Avec une définition suffisamment large de l’érotisme, suggère essentiellement le juge, pourquoi un spectacle de Dolly Parton serait-il nécessairement moins susceptible d’être visé qu’une performance de drag? L’exemple est d’autant plus parlant que Dolly Parton entretenait depuis longtemps une relation privilégiée avec ses fans LGBTQ+. Elle s’était notamment prononcée en faveur du mariage entre personnes de même sexe et avait défendu à plusieurs reprises l’égalité des droits.

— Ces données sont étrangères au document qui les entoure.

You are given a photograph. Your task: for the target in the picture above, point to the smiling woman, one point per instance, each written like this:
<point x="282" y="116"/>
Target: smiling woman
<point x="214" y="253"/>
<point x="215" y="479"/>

Le drag au cœur d’une bataille beaucoup plus vaste
David Hittner avait déjà invalidé la SB 12 en 2023. Après plusieurs rebondissements judiciaires, une cour d’appel fédérale avait toutefois permis son entrée en vigueur en mars dernier, tout en lui demandant de réexaminer le dossier. Ce nouvel examen n’aura donc pas changé son opinion sur la constitutionnalité de la loi.
Le Texas est par ailleurs loin d’être le seul État où le drag est devenu une cible politique. Depuis quelques années, plusieurs législatures républicaines ont adopté ou tenté d’adopter des mesures restreignant les performances de drag, particulièrement lorsqu’elles peuvent être vues par des mineur·es.
Leurs promoteurs les présentent généralement comme des mesures de protection des enfants. Les organismes LGBTQ+ y voient plutôt une offensive contre l’expression queer et, plus largement, une tentative de repousser les personnes LGBTQ+ hors de certains espaces publics.
Au Texas, le dernier mot n’a toutefois pas encore été prononcé. Le procureur général Ken Paxton a déjà annoncé son intention de porter la décision en appel.
Trois ans après son adoption, la SB 12 pourrait donc encore retourner devant les tribunaux. Mais pour David Hittner, un principe demeure plutôt simple : dans une société qui protège la liberté d’expression, être offensé par un spectacle ne donne pas nécessairement le droit de l’interdire.